His work took Mr. Ziemba far beyond the Michigan appellate system.  He argued cases in front of the U.S. Court of Appeals for the Sixth and Seventh Circuits and the U.S. Supreme Court.  His appearances in front of the Michigan Supreme Court covered a time frame of 25 years.  Carl Ziemba’s last appearance in front of that court was in 2002.  When he retired from legal work in 2004, the Michigan Supreme Court called him “an appellate institution in the State of Michigan.  His expertise and vigorous advocacy are legendary and the role he played in shaping this state’s criminal jurisprudence is profound.”  Among his landmark cases were Michigan v. Mosley (1977), in which the U.S. Supreme Court addressed  the admission of a defendant’s custodial confession; People v. Aaron (1980) in which the Michigan Supreme Court abolished the common-law felony murder rule; and People v. Konrad (1995) which clarified the meaning of “constructive possession.”

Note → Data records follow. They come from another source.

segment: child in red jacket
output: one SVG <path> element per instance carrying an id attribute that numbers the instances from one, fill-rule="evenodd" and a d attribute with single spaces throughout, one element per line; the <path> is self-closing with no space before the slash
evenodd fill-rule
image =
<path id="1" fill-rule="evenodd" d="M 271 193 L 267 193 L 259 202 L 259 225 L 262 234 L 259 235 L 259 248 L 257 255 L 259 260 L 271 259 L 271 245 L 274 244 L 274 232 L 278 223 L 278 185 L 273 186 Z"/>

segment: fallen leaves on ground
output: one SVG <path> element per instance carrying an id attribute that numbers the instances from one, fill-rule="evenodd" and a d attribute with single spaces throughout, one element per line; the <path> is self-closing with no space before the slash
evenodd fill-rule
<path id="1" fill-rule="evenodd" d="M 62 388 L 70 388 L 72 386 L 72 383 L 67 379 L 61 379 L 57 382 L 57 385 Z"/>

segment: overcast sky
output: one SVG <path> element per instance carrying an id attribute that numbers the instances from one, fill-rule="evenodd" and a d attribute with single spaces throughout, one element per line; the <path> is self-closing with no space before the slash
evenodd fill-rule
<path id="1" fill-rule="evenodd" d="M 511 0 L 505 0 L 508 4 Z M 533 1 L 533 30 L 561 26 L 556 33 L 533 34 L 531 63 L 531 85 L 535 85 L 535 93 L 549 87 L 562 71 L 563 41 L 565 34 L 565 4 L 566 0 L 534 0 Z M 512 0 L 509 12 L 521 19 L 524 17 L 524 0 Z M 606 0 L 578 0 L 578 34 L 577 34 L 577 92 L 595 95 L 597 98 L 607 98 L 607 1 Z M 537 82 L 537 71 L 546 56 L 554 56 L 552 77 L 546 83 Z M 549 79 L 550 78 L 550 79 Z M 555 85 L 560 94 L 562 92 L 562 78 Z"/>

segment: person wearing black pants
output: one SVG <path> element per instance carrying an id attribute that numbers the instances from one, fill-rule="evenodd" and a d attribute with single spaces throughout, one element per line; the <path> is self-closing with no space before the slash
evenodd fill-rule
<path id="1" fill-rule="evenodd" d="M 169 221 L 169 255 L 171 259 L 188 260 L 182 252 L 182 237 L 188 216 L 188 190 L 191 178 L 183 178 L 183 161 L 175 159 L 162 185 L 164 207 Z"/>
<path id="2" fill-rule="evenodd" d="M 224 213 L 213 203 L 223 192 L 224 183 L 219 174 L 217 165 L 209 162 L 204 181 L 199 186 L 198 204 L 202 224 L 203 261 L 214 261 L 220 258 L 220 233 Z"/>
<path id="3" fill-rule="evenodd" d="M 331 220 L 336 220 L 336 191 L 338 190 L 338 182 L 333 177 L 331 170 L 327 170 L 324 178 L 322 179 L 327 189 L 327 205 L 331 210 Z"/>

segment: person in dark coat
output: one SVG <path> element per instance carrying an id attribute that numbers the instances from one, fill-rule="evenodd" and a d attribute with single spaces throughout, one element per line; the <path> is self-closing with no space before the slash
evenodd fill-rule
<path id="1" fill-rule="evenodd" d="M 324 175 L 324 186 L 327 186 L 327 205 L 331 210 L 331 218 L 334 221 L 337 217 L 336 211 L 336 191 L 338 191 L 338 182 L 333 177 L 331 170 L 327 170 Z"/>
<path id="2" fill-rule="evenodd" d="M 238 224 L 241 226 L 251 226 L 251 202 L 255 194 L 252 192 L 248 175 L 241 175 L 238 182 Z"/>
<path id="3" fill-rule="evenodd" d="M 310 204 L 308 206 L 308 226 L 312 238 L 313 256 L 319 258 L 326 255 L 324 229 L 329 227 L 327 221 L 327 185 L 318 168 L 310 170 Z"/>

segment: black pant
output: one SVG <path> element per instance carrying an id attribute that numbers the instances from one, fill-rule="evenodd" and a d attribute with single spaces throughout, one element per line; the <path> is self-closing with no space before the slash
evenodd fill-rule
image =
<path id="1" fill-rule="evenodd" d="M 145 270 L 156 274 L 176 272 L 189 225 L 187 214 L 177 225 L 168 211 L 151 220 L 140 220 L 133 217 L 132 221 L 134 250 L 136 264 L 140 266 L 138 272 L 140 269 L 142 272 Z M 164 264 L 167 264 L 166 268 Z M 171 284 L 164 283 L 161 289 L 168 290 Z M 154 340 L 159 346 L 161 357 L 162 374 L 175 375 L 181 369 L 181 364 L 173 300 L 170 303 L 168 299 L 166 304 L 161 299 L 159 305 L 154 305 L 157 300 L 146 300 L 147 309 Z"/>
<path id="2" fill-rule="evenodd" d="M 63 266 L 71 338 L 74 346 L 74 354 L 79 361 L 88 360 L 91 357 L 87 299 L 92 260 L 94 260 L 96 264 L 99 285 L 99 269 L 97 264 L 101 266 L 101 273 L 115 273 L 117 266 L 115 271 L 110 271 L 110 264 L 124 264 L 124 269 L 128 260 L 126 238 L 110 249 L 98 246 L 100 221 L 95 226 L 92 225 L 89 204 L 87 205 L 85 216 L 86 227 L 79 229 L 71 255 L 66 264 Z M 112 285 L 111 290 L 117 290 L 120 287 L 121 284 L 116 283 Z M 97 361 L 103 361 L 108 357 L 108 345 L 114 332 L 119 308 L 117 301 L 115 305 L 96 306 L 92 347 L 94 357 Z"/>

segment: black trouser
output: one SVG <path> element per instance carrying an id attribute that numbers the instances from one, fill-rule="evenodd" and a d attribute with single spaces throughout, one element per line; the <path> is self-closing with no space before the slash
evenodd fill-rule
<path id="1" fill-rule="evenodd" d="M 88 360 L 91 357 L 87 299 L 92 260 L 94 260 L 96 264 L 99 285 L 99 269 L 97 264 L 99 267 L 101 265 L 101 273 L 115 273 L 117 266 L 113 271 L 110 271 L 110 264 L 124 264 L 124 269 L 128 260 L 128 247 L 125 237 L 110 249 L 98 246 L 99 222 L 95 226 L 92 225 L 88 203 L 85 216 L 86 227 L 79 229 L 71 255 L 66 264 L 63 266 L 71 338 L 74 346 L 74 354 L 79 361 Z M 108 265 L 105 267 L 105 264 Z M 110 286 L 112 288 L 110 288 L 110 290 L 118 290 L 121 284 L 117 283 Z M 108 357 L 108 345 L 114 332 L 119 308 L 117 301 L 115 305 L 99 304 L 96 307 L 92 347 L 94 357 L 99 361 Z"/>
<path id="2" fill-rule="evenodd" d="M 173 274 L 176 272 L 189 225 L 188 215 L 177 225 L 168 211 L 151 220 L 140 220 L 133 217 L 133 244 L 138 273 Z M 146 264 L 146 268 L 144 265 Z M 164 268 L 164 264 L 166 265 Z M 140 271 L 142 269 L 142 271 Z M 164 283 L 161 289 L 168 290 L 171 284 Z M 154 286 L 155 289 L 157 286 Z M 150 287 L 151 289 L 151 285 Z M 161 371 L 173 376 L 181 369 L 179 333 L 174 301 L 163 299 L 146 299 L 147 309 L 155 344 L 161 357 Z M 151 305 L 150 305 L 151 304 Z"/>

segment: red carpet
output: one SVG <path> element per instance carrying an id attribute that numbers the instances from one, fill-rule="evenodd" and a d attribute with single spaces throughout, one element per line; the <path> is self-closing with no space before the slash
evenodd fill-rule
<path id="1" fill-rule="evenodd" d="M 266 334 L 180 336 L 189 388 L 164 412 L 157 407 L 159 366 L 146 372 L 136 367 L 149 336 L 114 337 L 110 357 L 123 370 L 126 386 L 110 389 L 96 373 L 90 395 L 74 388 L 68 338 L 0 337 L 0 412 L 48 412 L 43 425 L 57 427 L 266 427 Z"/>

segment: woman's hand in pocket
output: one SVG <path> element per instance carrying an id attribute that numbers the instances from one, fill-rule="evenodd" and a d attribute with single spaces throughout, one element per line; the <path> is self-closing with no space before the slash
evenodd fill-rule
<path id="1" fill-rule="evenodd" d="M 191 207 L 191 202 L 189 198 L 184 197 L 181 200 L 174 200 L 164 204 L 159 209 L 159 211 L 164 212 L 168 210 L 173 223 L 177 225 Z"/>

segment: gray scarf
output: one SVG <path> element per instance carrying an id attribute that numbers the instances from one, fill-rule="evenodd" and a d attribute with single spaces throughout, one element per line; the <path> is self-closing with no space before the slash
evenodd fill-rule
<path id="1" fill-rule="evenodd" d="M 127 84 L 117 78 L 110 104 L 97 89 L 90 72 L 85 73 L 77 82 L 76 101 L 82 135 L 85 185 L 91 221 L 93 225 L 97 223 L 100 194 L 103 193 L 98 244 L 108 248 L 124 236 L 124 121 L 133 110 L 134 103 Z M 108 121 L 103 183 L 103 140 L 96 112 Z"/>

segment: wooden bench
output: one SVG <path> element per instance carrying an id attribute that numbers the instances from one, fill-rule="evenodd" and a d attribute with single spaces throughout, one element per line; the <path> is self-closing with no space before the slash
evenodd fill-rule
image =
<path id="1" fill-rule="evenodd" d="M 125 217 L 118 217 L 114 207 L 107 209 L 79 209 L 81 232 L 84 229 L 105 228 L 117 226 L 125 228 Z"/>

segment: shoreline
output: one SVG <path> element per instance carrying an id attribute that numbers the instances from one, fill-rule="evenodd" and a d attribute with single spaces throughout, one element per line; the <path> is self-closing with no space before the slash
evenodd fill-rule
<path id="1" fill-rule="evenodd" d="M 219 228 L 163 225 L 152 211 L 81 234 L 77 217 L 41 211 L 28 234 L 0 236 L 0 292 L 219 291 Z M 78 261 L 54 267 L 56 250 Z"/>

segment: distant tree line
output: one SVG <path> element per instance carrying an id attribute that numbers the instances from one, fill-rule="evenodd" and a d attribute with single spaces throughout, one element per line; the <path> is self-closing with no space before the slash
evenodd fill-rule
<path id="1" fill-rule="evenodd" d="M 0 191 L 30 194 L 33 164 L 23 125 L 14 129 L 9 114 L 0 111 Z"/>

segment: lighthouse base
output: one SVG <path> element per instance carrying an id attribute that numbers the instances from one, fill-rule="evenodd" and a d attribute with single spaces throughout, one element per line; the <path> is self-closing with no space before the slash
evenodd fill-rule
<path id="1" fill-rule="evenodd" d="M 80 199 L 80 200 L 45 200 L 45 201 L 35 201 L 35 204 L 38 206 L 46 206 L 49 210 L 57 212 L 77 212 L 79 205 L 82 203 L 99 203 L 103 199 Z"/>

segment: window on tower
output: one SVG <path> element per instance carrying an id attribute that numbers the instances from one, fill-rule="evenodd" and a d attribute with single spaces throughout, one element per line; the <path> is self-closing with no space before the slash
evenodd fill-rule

Early in his career, Mr. Ziemba worked for the Prosecutor’s Office in Detroit and for Michigan Senator Philip Hart in Washington, D.C. on refugee and immigration matters.

The only pastime that took him far from his work was travel.  Carl Ziemba traveled widely, including numerous visits to Europe and Asia.  A favorite U.S. destination for him was Santa Barbara, California.  He had just returned from a trip to Germany, Austria, and Sweden when he fell ill.  Mr. Ziemba never married and did not have any children.  His legacy was in his work.  His estate, including numerous law books, is bequeathed to his alma mater, Wayne State University Law School.